Deve essere sanzionato con la perdita del beneficio chi viene trovato a lavorare in nero mentre percepisce indennità di disoccupazione (che dovrà restituire), e altrettanto il suo datore di lavoro in nero, che sarà condannato a mantenerlo a vita con un contratto regolare (trattenendogli in busta quanto indebitamente dall’INPS ha percepito). Ma è piuttosto difficile che questo avvenga, se per 3 ore al giorno il disoccupato deve essere reperibile e disponibile per le attività, a cui si accennava prima, di salvaguardia del territorio, e altre 2 ore per la formazione. Resta il tempo giusto per ripassare i compiti e riposare.

Inoltre, ponendo un tetto alle retribuzioni dirigenziali sproporzionate rispetto a qualsiasi valutazione di resa umana nel lavoro, avremo risorse sufficienti da destinare a chi attualmente si trova in condizioni di povertà estrema.

 

Quanto assegnare ai disoccupati under 25 e over 55?

Abbiamo avanti a noi altri Libri verdi da consultare, francesi, inglesi, ed esperienze decennali anche nord americane. Il giusto equilibrio si può trovare in un sistema in cui:

  • per 30 anni le persone sono stabilmente produttive (25-55)
  • quelle in entrata e uscita flessibilmente produttive (under 25-over 55)
  • i pensionati sono occupati con i nipoti, orientati a studi piacevoli, a banche del tempo e simili
  • i disoccupati sono iscritti a sportello salvaguardia del territorio e studiano

  quindi tutti, comunque, sono molto attivi.
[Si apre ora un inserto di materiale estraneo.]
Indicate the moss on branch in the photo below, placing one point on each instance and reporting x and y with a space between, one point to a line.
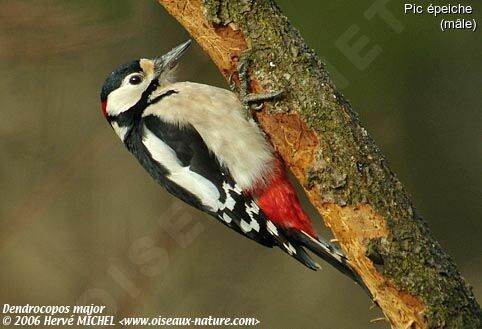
344 174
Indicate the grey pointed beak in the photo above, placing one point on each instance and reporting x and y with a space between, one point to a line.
170 59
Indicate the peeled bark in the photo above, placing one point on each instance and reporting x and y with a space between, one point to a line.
343 172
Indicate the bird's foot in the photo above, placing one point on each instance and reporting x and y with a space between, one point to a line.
251 101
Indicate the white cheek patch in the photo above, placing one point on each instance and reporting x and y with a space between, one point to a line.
125 97
196 184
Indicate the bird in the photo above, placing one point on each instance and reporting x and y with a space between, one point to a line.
197 142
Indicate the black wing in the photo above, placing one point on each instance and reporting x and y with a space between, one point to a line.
238 210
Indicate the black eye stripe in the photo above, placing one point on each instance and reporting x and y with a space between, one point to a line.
135 79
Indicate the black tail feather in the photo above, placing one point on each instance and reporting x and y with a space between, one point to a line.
328 253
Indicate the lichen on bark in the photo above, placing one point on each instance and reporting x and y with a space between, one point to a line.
342 170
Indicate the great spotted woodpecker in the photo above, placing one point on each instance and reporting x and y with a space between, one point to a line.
196 141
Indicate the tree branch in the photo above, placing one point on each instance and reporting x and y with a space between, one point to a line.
341 169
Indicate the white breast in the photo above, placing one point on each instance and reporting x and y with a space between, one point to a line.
219 117
201 187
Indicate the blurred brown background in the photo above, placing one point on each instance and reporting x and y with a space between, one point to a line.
81 222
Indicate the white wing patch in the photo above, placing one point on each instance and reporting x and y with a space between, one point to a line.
230 202
218 115
271 228
201 187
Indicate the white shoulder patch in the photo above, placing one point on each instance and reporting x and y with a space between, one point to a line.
219 117
198 185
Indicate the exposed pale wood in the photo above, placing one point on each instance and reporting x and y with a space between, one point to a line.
366 207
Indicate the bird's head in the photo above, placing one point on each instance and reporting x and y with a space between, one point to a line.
128 87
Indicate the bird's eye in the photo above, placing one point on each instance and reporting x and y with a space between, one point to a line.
135 79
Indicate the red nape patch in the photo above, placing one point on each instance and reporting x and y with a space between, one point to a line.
104 108
279 202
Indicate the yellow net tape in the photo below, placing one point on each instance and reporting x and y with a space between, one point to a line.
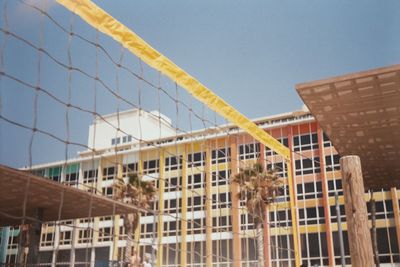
105 23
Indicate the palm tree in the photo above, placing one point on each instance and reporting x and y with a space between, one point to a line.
259 188
135 192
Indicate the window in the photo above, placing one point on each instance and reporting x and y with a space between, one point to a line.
195 203
47 239
115 141
278 167
13 240
307 166
147 230
129 168
90 176
151 166
305 142
122 233
39 172
173 163
170 205
335 185
249 151
221 200
107 191
313 215
196 181
65 238
221 155
173 184
109 173
246 222
170 228
72 174
105 234
332 162
220 178
196 159
222 224
197 226
55 174
283 140
327 142
85 236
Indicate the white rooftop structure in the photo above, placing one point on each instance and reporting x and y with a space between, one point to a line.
104 133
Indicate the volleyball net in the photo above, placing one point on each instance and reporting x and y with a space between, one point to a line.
87 103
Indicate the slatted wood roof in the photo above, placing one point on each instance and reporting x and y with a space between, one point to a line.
58 201
360 113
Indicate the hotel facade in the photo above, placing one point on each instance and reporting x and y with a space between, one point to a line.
196 219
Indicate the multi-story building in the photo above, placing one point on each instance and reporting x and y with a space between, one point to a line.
192 174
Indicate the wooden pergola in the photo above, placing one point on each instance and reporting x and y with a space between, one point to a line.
22 194
360 113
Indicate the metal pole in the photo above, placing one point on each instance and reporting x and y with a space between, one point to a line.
340 231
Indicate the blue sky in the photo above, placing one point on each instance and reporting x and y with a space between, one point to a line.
251 53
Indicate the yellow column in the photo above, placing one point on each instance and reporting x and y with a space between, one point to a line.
293 211
138 229
184 209
160 228
116 221
293 201
237 250
325 198
209 249
396 211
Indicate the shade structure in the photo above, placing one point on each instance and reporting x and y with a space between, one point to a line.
57 201
360 113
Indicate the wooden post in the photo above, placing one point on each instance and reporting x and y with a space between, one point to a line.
396 211
356 212
373 229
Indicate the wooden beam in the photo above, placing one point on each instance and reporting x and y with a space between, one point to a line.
356 212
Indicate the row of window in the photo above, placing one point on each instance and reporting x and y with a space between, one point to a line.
123 139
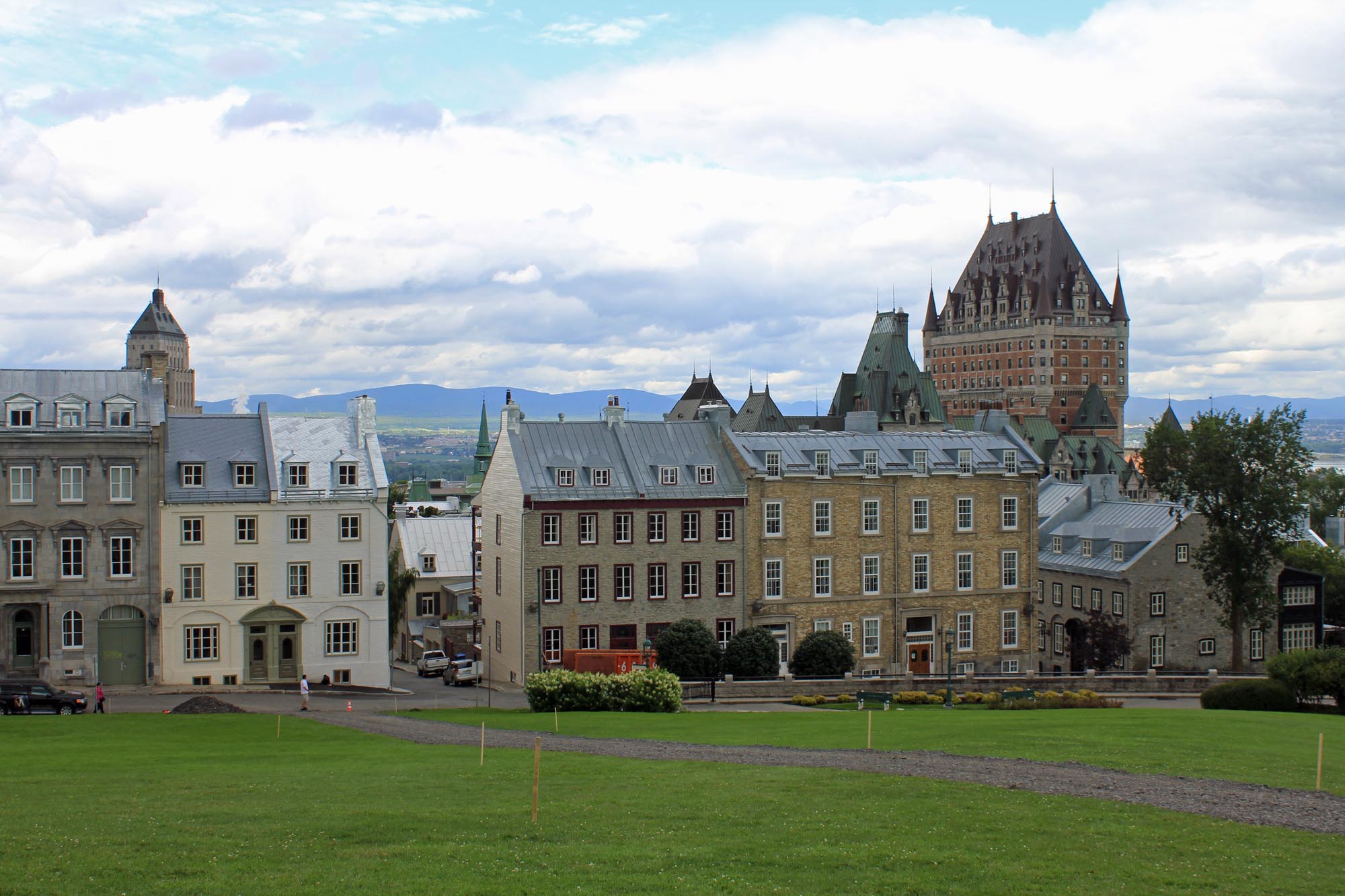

Quello che entra in termini di reddito viene speso per provvedere ai propri bisogni, dando al contempo impulso all’economia: commercio, industria, divertimento, tutti se ne avvantaggiano, in un circolo virtuoso che va a scapito solo del malaffare.

 

4. La governance

La gestione coordinata dei livelli essenziali delle prestazioni e dei servizi, il relativo monitoraggio della qualità delle erogazioni e della spesa, i percorsi straordinari di razionalizzazione della spesa, potrebbero essere affidati a forme di pilotaggio “centralizzato”, utili anche a trasmettere le buone pratiche in un Paese così diviso tra le migliori e le peggiori gestioni.

Nel mercato del lavoro, con riferimento ai servizi (pubblici e privati) per l’impiego e al sistema di monitoraggio e valutazione delle politiche di Welfare to Work, una simile cabina, per quanto già tratteggiata sul piano normativo attraverso la riforma Biagi, non è mai decollata.

Vi potrebbero contribuire professionalità selezionate in termini competitivi nell’ambito degli enti esperti del Ministero (Isfol e Italia Lavoro).

Attenzione: se Italia Lavoro o Isfol, o il Ministero, o chi per loro, terminando un progetto, abbandona le persone formate, oppure queste  vanno a confluire in Enti dove vengono tenute per qualche mese e poi di nuovo abbandonate, in un girone infernale di contratti a frenetica conclusione e senza possibilità di stabilizzazione, non possiamo parlare di sistema. Gli esperti si devono spogliare o incatenare, per farsi notare? Biagi, dall’alto, inorridito sta a guardare.